Он еще посвистывал, как уходящий поезд, а сны уже стояли в очереди, толпились: «Я первый! Нет, я! Позвольте, граждане, вот этот длинный сон может подтвердить, что первый именно я».
Нет, это были не длинные и не скучные, а восхитительные, приснившиеся впервые в жизни легкие сны! Мальчик, на которого Великий Завистник наступил в прошлом году, явился смеющийся, розовый и сказал, что ему совсем не было больно. Девочка, которую он превратил в Старую Лошадь, долго старалась втиснуться в лифт и наконец, отчаявшись, стуча копытами, вскарабкалась на девятый этаж – только для того, чтобы поблагодарить его: с тех пор, как она стала лошадью, для нее началась – так она проржала, положив ногу на сердце, – настоящая жизнь. Божья коровка, которую он убил, летала вокруг него, напевая: "Так мне и надо, тра-ля-ля", и когда он спросил ее во сне: "Почему?" – она ответила: "А потому, что нечего было притворяться мертвой".
Да, самое лучшее в мире – это сон, но нет ничего хуже, как проснуться от детского плача. А между тем случилось именно это. Кто-то громко плакал в соседней комнате. Неужели этот уткнувшийся носом в книгу толстый мальчишка?

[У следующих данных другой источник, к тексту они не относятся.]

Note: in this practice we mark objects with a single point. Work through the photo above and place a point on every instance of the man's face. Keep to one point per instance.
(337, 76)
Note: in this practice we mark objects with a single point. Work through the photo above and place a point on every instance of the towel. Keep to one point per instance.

Вскочив с кровати, Великий Завистник накинул халат, распахнул дверь… Плакала Лора. Она сидела на полу среди разбросанных книг; в руках у нее было длинное сорочье перо, и она плакала так громко, что у Великого Завистника защемило сердце: он, очень любил свою дочь.
– Что случилось? – крикнул он с ужасом.
– Он у… у… у…
– Фу! Ты меня напугала. Умер?
– Нет, ушел.
– Ушел? Это прекрасно… – начал было Великий Завистник, но успел произнести только «прек»… и подпрыгнул, потому что Лора больно ущипнула его за лодыжку. – Ай! Почему ты плачешь, мое бедное дорогое дитя? Ты жалеешь, что я не успел превратить его в летучую мышь?
Вместо ответа Лора легла на пол, прямо в маленькую лужу, которую она наплакала, и принялась бить об пол ногами.
– Хочу, хочу, хочу, – кричала она, – хочу, чтобы он вернулся!
Она колотила своими толстенькими косолапенькими ножками так сильно, что жильцы восьмого этажа поднялись на девятый, чтобы почтительно спросить, не пожаловаться ли им в домоуправление.